Foncier, installation

Dans notre pays, une loi foncière est en projet. « Les porteurs de parole français en ont-ils un au niveau européen ? », a interrogé Robert Delage, ancien agriculteur à Saint-Dizier-en-Diois. « Le foncier n'est pas une compétence de l'Europe, a répondu le ministre, avant de décliner trois grandes orientations pour le projet français. La préservation du foncier : « J'aimerais que soit inscrit dans la loi "zéro artificialisation des terres agricoles" ». Renouvellement des générations : « Il faut installer des jeunes car, dans les dix ans, 150 000 agriculteurs français prendront la retraite ». La troisième orientation serait de réserver aux agriculteurs l'acquisition de foncier agricole. « Une loi foncière me convient, a assuré Jean-Pierre Royannez. Mais aucune artificialisation de terrains agricoles, c'est impossible. » Entre 2000 et 2010, la France a perdu 3 % de sa surface agricole, Rhône-Alpes 6 %, la Drôme 12 % « et c'est reparti à la hausse », a-t-il repris.
A une autre question de Philippe Patouillard sur les exploitations de type industriel, Jérémy Decerle a répondu ne pas être favorable au développement du modèle économique de la ferme des 1 000 vaches « car cela nuirait au renouvellement des générations ». Par contre, il estime que les éleveurs ayant créé la ferme des 1 000 veaux (afin d'éviter d'envoyer ces animaux à l'engraissement en Italie) en tirent une plus-value, fournissent de l'emploi et aide une dynamique rurale. « Donc, faisons attention à ne pas opposer les systèmes d'exploitation entre eux. »

Une partie de l'assistance à cette rencontre.

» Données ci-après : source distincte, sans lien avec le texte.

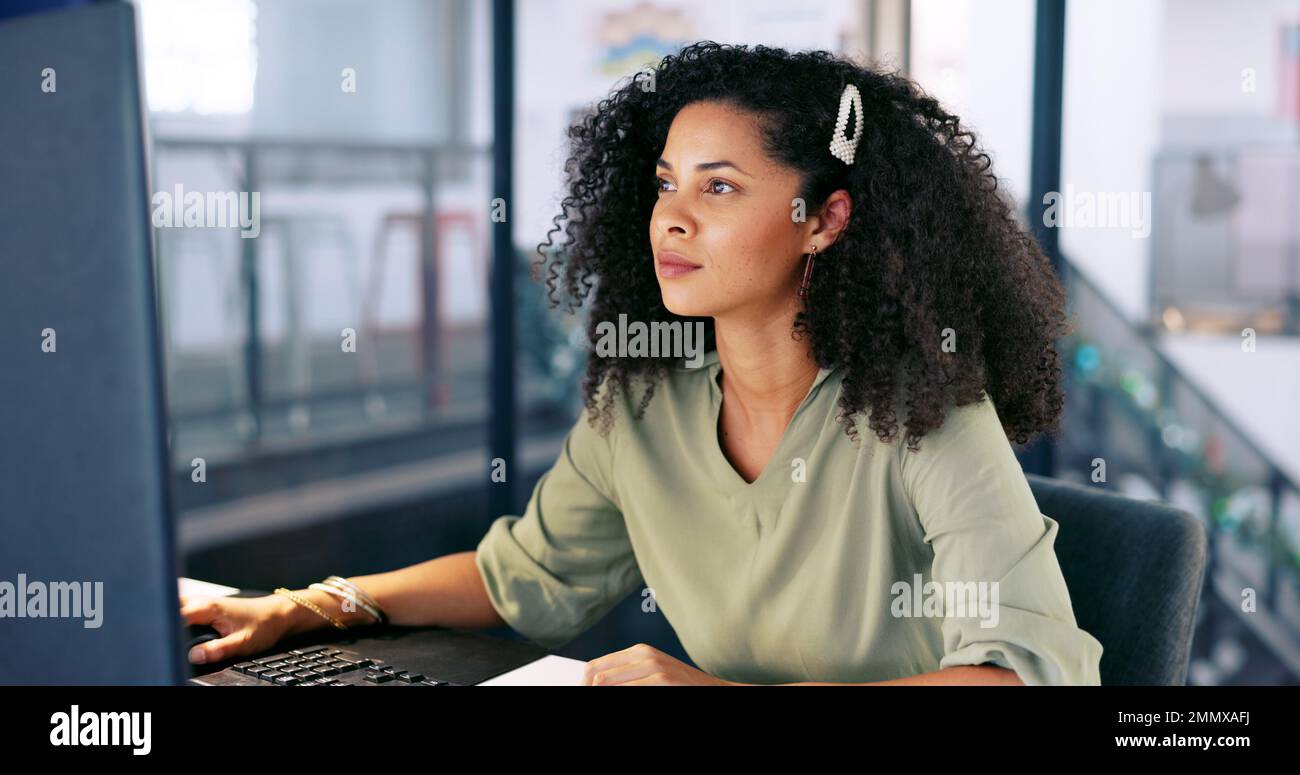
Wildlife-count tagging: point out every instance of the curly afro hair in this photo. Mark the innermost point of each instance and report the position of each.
(932, 251)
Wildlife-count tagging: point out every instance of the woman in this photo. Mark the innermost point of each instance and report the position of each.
(856, 272)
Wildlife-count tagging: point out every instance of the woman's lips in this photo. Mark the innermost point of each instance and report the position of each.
(674, 265)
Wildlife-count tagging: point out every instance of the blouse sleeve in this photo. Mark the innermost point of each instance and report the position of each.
(554, 571)
(983, 524)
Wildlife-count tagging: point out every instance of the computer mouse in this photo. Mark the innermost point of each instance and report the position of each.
(198, 633)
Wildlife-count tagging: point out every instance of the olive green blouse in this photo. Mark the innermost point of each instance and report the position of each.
(840, 562)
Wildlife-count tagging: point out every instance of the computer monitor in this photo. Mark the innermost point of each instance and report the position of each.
(85, 503)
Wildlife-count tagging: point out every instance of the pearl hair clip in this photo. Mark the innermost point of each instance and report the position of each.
(843, 147)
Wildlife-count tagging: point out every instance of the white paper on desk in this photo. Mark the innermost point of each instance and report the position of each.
(547, 671)
(195, 588)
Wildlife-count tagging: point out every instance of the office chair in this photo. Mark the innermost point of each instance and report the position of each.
(1135, 571)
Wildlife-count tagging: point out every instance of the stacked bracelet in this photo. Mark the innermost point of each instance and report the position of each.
(347, 594)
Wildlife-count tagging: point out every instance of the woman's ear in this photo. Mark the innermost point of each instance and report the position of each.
(833, 217)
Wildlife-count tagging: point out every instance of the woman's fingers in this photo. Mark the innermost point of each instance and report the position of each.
(219, 649)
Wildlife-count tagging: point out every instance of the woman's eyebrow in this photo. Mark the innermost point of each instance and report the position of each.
(706, 165)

Agroécologique, bio, alimentation

Côté transition agroécologique, « la volonté est de faire muter l'agriculture en l'accompagnant », a précisé le ministre. Mais « cela ne peut se faire du jour au lendemain » ; des alternatives sont encore à trouver et « il faut penser à l'autosuffisance alimentaire ». Et de poursuivre : « Je dis oui à la transition agroécologique mais je n'oppose pas les agricultures ». Célia de Lavergne, elle, a constaté que la majorité des agriculteurs sont en train de faire cette transition.
Si la part de l'agriculture biologique n'est pas de 50 % aujourd'hui, « c'est parce que ce n'est pas possible, a considéré Jean-Pierre Royannez. Elle a ses particularités. Et c'est un marché qu'il ne faut pas saturer. Le bio, la vente directe sont des niches : il ne faut pas trop de chiens dedans, sinon il n'y a plus de place et c'est la bagarre ». Il a aussi signalé que le bio est traité avec des produits naturels pouvant être dangereux s'ils sont mal utilisés. Un agriculteur bio de Châteauneuf-sur-Isère, Gérard Roch, a fait part de son expérience : « Des problèmes techniques se posent pour passer en bio sur certaines productions ; il faudra encore quelques années ».
Dans l'assistance, un « citoyen consommateur » s'est dit prêt à participer financièrement à cette transition. A propos du « consom'acteur », Jérémy Decerle a noté : « Il faut redonner du sens à l'alimentation ». Pour Philippe Gudin, « c'est aussi au citoyen de faire attention à ce qu'il mange. Cela passe par l'éducation au plus jeune âge. » Célia de Lavergne a abondé en ce sens, estimant essentielle la manière dont on éduquera les enfants.

 

* Agriculteur en Saône-et-Loire sur une exploitation d'une centaine d'hectares, Jérémy Decerle élève une cinquantaine de charolaises et emploie un salarié.